On Wednesday, October 15, The Controllers RoundTable Boston presented “Building Your Highest Performing Finance Team,” where our panel of C-level executives discussed how attendees could successfully recruit, maintain, and motivate high-performing finance teams.
Au Bon Pain
Finding and Interviewing Great Talent
Depending on which study you consult, somewhere between 60-80% of jobs are filled through networking. The panel encouraged attendees to be active participants in tools like LinkedIn, or through in-person networking groups, to find the talent that fits their needs.
Our panel also advised attendees to hire slowly – don’t rush what should be a thoughtful process (also, don’t drag your feet). You should not only be focused on what you need today, but also on what you may need 6 – 12 months out or further. Further, don’t be too obsessed with bringing on ‘seasoned’ professionals. One panelist offered his ‘Bill Belichick’ approach – hire young talent and develop them into a star team, as opposed to filling a ‘roster’ with seasoned veterans.
Also consider allowing other members of your company, such as members of your operations team, to participate in the interview process. This allows corporate and operations more interaction opportunities, as well as learn what their requirements are for great corporate professionals.
Finally, when you are in the interview process, the panel encouraged attendees to be a salesperson for the company. Don’t be afraid to sell the company’s benefits and culture to the applicant. Secondly, be thoughtful with your interview questions. For example, one panelists’ favorite go-to question is “People generally group their days into a good day or a bad day. What makes a good day for you,” with the ideal answer being ‘helping the organization in some way.’
Developing An All Star Team
When it comes to developing an all-star team, providing them with challenging opportunities is key. The panel admitted that, since some of the tasks performed by entry-level staff can be boring or monotonous, giving them special projects may help them learn a new aspect of the business and may provide them an opportunity to interact with different people in the organization.
Further, since it’s cheaper to train a good employee than it is to replace them, always encourage professional development by sending your team to training courses, subsidize or provide training courses for professional certifications, and so on. Further, always be on the lookout for training and education opportunities for your all of your staff, not just your entry-level people.
Communications training, especially the face-to-face kind, is especially key for our Generation Y employees today.
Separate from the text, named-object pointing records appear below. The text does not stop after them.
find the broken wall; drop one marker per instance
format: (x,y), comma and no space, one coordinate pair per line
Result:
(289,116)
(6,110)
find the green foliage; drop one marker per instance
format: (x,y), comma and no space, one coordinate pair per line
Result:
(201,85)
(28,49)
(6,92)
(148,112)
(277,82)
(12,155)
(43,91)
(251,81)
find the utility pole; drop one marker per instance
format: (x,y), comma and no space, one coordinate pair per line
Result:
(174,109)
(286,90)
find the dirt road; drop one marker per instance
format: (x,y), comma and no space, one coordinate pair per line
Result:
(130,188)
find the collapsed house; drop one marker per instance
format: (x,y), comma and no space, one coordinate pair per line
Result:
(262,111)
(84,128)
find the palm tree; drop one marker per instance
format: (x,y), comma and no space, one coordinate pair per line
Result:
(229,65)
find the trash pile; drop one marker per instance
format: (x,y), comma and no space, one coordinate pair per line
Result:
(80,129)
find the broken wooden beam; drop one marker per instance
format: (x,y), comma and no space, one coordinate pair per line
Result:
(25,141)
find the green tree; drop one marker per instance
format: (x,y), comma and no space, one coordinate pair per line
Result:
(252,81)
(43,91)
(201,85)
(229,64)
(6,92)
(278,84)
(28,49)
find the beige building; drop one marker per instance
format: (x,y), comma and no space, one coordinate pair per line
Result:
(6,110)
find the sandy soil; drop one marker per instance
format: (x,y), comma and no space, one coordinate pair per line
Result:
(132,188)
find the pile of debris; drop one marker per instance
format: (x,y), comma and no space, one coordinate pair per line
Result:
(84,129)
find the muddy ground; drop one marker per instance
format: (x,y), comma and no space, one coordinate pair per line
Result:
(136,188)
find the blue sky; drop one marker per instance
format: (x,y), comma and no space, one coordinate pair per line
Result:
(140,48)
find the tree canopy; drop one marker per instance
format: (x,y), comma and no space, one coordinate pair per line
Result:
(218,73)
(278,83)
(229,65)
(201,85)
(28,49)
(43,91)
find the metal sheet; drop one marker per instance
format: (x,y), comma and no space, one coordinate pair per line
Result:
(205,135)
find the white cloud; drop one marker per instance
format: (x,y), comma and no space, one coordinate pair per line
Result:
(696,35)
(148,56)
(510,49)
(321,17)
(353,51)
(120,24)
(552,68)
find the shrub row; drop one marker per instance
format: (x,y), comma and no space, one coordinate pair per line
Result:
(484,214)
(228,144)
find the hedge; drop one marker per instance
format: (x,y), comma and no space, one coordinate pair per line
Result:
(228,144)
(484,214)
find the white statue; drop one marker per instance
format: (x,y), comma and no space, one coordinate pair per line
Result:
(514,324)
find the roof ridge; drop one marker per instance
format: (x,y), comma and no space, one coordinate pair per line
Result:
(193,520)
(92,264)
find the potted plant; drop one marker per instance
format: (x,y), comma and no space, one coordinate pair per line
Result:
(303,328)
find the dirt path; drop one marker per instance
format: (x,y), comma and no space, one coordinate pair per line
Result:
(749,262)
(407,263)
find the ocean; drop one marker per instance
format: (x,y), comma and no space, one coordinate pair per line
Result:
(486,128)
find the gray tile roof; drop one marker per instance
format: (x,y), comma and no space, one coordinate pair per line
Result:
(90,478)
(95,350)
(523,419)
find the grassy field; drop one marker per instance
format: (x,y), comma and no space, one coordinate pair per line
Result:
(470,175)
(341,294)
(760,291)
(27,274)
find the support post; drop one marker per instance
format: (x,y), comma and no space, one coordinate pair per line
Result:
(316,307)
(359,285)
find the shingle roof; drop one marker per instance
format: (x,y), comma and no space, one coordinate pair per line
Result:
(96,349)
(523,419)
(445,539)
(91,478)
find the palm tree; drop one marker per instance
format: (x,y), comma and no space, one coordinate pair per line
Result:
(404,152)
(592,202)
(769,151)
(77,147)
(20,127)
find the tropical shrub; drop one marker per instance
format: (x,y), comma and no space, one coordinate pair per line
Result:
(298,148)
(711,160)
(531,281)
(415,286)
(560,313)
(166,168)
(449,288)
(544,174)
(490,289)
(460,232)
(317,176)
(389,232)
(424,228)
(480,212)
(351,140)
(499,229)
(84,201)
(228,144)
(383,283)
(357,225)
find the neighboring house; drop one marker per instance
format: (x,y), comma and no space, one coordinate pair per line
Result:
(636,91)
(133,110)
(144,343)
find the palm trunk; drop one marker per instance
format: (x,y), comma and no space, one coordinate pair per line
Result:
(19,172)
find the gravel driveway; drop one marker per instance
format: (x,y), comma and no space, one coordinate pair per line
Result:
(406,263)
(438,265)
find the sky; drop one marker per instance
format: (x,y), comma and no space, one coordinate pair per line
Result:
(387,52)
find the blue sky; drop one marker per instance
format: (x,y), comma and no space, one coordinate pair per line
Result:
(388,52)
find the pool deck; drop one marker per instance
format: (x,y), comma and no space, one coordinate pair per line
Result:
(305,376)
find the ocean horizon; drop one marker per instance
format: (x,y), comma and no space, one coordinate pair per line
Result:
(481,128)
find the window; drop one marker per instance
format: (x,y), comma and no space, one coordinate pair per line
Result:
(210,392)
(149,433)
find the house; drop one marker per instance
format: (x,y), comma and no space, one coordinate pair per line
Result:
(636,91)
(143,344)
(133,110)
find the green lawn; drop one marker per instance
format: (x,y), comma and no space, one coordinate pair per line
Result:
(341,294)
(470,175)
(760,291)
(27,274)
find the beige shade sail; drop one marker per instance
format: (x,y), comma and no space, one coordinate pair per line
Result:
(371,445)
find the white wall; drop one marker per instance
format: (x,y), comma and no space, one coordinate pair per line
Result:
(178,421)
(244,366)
While they are in a unique position to leverage technology as a resource for growth, you, as their leader, need to give them multiple opportunities to interact on a personal, face-to-face basis.
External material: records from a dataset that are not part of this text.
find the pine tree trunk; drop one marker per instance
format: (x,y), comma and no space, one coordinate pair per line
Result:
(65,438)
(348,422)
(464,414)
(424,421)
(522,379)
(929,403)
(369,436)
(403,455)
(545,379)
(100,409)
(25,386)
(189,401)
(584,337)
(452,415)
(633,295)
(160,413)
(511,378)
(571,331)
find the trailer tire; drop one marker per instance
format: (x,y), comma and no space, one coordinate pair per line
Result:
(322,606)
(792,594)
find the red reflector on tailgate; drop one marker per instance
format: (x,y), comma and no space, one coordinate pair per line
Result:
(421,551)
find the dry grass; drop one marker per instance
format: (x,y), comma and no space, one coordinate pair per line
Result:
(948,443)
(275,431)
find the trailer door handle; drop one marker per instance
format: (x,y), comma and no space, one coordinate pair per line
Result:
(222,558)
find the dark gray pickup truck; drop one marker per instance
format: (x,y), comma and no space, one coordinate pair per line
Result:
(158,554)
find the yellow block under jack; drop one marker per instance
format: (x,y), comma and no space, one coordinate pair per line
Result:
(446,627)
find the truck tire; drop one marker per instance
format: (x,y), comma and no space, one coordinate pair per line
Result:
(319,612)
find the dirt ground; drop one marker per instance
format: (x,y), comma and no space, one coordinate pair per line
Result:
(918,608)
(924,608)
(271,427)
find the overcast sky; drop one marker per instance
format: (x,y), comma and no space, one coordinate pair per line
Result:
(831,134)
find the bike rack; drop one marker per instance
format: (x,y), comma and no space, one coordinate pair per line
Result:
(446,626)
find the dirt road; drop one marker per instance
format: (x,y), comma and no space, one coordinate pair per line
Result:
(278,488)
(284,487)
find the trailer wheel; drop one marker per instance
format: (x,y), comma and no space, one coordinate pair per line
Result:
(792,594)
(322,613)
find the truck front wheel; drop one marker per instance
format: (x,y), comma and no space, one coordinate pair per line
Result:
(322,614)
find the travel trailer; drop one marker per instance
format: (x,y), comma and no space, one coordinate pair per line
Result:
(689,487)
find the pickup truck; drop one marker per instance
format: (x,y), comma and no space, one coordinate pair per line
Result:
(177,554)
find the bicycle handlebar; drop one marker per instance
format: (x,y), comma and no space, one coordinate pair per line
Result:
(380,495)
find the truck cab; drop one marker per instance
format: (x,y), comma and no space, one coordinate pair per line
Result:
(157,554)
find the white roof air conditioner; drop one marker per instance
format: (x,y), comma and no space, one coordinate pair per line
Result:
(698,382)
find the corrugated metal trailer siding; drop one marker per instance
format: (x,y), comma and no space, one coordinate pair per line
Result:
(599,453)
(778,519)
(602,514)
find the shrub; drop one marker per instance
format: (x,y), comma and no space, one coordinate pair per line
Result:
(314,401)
Saying Goodbye To Great Employees
Let’s face it, people do move on. And nine times out of ten, your people aren’t quitting companies, they quit their bosses. According to the panel, if an employee who has tendered their resignation took you by surprise, then you are not in tune with what is going on in your organization.
The panel recommended having ‘stay’ interviews rather than ‘exit’ interviews. While exit interviews certainly have a purpose, at that point, it’s just too late. Having regular interviews with key staff on a regular basis about their current employment and the challenges they face can help you address issues faster, and retain your employees longer. (The panel also offered the book, “Love ‘Em or Lose ‘Em: Getting Good People to Stay” by Beverly Kaye and Sharon Jordan-Evans.)
Always keep your eye on the business, and be aware of how its growth will affect the needs of your team
Encourage cross-functional training and ability to keep people engaged and learning.
Know your organization’s role within your business. Delegate and communicate.
Have fun in your work…don’t be so serious all the time or people will get burned out.
Address and move out disruptive people quickly.